Sufilere göre fenâ fillah mertebesini aşmış kendini Rabbinde fani kılmış bir mürşid insanların teslimiyetini onları Hakk’a götürmek için ister. Mürşidin nefsi aradan çıkmıştır. Ona insanlara, Peygambere ve Allah’a teslimiyet yolunu gösterir. Onlar için insanların İslam ve imana girmesi asıl kazançtır, kendilerine yapılan iltifat ancak buna vesile olduğu için önemlidir. Bu tür Allah dostları İslam’a girmeden size mürid olalım diyen gayr-i müslimlere “Önce Müslüman olun, bize mürid olmasanız da olur” derler. Ama kendisinde nefis bakiyyesi olan nakıs kişilerin liderliği Hakk’ı değil kendi nefislerini yüceltmek içindir. Bunun da en kolay yolu kendilerine tabi olanların egolarını şişirmek ve onlara din adına büyük payeler vermektir. Nakıs rehber kendisine tabi olanları boş sözlerle avutur, onları yüzlerine karşı över, “Siz şöyle şöyle salih kimselersiniz, zamanın sahabesisiniz” gibi abartılı ifadelerle metheder, halbuki gerçek rehberler hiçbir zaman müridlerini şımartmazlar, onları yüzlerine karşı övmez, onların benlik ateşlerine odun atmazlar.
Bu sebeple Allah adına iyi niyetle başlayan tüm dini hareketlerde, mensub olan herkes her daim niyetlerini kontrol etmelidirler. İmam Gazali’nin de ifade ettiği üzere bazen niyet başta iyi olur, sonra kötüleşir, bazen de başta kötü olur, sonra iyileşir. Başta iyi olan niyetin sonunda da aynı safiyeti koruyacağının garantisi yoktur. Bu sebeple dini cemaatler her şartta kendilerini, hedeflerini, yaptıklarını sorgulamalı, kendilerini sigaya çekmelidir.

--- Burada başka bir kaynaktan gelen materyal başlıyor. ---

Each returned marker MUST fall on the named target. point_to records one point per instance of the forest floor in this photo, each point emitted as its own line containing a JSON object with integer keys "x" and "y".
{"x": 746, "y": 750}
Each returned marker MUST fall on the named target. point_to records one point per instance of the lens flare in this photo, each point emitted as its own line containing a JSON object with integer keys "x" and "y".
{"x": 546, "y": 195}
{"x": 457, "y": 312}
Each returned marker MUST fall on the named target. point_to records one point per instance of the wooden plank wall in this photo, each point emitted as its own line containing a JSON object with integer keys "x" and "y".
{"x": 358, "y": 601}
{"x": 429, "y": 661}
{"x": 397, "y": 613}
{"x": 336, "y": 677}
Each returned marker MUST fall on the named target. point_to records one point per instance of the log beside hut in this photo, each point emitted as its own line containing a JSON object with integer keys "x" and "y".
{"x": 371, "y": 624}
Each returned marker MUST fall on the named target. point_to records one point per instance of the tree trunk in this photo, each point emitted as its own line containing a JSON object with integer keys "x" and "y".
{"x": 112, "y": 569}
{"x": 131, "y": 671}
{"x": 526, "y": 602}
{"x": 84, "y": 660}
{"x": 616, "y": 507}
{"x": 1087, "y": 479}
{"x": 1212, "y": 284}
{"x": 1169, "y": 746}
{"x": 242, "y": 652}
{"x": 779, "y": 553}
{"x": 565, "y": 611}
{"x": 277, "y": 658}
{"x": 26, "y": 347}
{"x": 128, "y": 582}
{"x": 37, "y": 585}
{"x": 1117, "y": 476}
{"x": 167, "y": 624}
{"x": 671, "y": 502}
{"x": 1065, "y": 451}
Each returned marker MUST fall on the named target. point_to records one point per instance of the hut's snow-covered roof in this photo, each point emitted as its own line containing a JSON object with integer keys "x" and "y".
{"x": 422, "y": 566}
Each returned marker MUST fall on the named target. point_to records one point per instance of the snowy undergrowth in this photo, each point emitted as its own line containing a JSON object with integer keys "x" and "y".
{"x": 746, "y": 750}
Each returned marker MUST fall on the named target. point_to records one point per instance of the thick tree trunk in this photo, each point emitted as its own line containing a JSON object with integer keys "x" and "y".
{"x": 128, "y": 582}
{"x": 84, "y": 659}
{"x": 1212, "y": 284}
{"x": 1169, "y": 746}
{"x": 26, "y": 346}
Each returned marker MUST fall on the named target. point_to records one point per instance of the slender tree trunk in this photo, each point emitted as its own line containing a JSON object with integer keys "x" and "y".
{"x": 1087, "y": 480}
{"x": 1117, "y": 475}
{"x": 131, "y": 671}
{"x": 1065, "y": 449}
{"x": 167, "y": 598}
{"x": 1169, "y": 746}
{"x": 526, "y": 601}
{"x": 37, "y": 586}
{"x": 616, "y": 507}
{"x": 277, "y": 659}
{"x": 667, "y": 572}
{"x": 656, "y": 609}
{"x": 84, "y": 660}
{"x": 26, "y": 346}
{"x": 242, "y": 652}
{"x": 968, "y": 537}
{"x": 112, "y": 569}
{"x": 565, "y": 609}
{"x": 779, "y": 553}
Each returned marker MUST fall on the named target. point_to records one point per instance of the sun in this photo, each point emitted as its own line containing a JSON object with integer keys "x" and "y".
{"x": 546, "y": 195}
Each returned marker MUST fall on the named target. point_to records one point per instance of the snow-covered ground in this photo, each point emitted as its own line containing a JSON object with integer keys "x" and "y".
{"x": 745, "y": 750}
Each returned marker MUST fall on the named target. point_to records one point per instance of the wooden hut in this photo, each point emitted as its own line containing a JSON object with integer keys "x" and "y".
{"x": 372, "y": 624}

Birbirimize her zamankinden daha çok ihtiyacımızın olduğu bu zor zamanlarda muhtelif dini grupların cemaat taassubunu yenmek ve diğer hizmetlerdeki kardeşlerine gönüllerini açmak için daha fazla gayret göstermeğe ihtiyaçları vardır. Yoksa zaten sahipsiz ve güçsüz olan İslam ümmetinin başına daha büyük belalar gelecek, ayette belirtildiği üzere ümmetin rüzgarı, etkileme ve sürükleme gücü azalacaktır.
Kötü hasletlerin kökenine dair
behimiyyet, subuiyyet ve …
İmam Gazali’ye göre tüm insanlarda bulunan kötü hasletlerin kökeni dört ana hastalıkta yatar. Bunlar behimiyyet, subuiyyet, şeytaniyyet ve rububiyyettir. Behimilik nefsin isteklerine teslim olarak haramdan yeme, içme gibi mide ile ilgili veya cinsel günahlarıdır. Subuiyyet intikam alma gibi insandaki agresif dürtülerin sınırsızca tatmin edilmesidir. Şeytaniyet ise insanları kandırmaktır. Rububiyyet vasfına gelince bu insanlara baş olma, onların hayatını kontrol etme, insanlara tahakküm etme vasfıdır. Bu hastalığa yakalananlar diğer adı geçen subui ve şeytani günahları da kolayca işlerler. Onlara göre insanın başkalarına tahakkümü için her yol mubahtır. Bu tür kimseler için din hizmet edilmesi gereken bir amaç değil, tam tersine kullanılması gereken bir araçtır. Din adına tabi olanlar da günü birlik siyasi ve ticari çıkarlar için birer araç haline gelir. Nitekim bu tür nakıs kimselerin dini ve tasavvufî çevrelerde yaptığı tahribat her insaflı müslümanın malumudur.